2 - Jika suami sudah pernah menyetubuhi sang isteri, jika belum pernah menyetubuhinya, maka sang suami tidak berhak merujuk istri yang di ceraikan, akan tetapi jika ingin kembali mesti dengan mahar dan akad baru dan dengan kerelaan mantan istri.

3 - Sang istri masih didalam keadaan `iddah, jika masa `iddah sudah habis maka mantan suami bisa menikahkannya kembali dengan mahar dan akab baru atas kerelaan mantan isteri.

4 - Merujuk isteri dengan lafaz yang nyata untuk merujuknya, atau dengan lafaz kinayah yang memerlukan niat merujuk didalam hati, adapun lafanya adalah :

a - Aku rujuk kamu kepadaku.
b - Aku rujuk kamu kembali.
c - Aku kembalikan kamu didalam ikatan pernikahanku.

Di syaratkan bagi orang yang merujuk isteri sebagaimana syarat didalam nikah :

a - Baligh.
b - Berakal.
c - Tidak ada unsur keterpaksaan.
d - Tidak dalam keadaan murtad ( wal `iyadzubillah ).

Tidak di syaratkan didalam merujuk adanya saksi, tetapi hanya disunnahkan saja.

Di syaratkan bagi suami yang tidak bisu untuk melafazkan kata-kata rujuk, jika hanya di isyaratkan saja tanpa di ucapkan maka rujuk tidak sah, walaupun sang isteri mengucapkan kalimat rujuk dan sang suami mengangguk kepala pertanda setuju maka rujuk tidak sah sebab rujuk adalah hak suami, dan suamilah yang mesti mengucapkannya dengan lafaz yang pasti dan jelas.

Jika sang suami bisu maka cukup dengan isyarat yang di pahami saja, setelah itu rujuk pun sah diantara mereka.
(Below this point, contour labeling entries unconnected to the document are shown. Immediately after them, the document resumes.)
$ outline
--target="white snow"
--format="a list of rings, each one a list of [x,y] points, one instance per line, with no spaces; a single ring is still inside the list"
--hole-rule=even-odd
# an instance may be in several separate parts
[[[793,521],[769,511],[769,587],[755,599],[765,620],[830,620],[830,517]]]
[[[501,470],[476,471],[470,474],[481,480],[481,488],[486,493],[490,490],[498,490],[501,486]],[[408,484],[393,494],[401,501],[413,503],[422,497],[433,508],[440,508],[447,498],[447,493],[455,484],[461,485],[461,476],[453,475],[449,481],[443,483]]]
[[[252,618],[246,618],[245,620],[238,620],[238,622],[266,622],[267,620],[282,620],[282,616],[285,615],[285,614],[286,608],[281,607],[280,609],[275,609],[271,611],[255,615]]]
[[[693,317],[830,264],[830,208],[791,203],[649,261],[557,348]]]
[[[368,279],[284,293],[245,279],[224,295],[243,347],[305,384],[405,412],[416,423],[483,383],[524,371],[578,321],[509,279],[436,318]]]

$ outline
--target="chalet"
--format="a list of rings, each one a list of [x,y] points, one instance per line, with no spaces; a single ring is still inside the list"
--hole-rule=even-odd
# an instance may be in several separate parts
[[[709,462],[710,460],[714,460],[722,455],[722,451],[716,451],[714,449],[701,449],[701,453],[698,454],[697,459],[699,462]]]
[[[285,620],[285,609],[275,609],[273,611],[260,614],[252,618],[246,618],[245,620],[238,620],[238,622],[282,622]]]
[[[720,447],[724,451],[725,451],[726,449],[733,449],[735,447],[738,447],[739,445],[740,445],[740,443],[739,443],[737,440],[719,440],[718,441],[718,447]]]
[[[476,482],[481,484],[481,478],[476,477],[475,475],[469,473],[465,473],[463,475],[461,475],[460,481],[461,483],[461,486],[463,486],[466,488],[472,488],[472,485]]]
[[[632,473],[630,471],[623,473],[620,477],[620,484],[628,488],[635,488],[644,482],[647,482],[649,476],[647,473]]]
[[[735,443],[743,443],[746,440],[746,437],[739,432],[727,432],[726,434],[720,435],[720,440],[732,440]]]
Jika terjadi persetubuhan setelah rujuk yang tidak sah, maka hubungan tersebut di anggap haram dan tidak di kenakan huku hudud, karena permasalahan ini dianggap khilafiyah, sebab menurut mazhab Hanafi terjadinya persetubuhan antara suami isteri tanpa ucapan rujuk sudah dianggap rujuk, dan suami isteri tersebut bisa kembali bersama, tetapi didalam mazhab Syafi`i persetubuhan bukan merupakan alat untuk merujuk isteri, bahkan didalam pandangan jamhur ulama persetubuhan yang tidak di lafazkan dengan lafaz rujuk merupakn dosa besar, maka bagi sang suami yang telah melaksanakan hubungan badan dengan rujukkan yang tidak sah atau tanpa lafaz rujuk mesti membayar mahar mitsil kepada isteri dan bertobat kepada Allah, sementara isteri memulai `iddahnya yang baru di hiung setelah terjadinya persetubuhan . Wallahu A`lam.


Rujukkan :

1 - Mughni Muhtaj : 3 / 439 , karangan Muhammad Bin Khatib As-Syarbaini, terbitan Darul Makrifah Bairut, cet keempat 1431-2010.

2 - I`anatut Thalibiin : 4 / 34, Karangan Sayyid Al-Bakri Syatha Ad-Dimyati,terbitan Dar Al-Fikr thn 2005.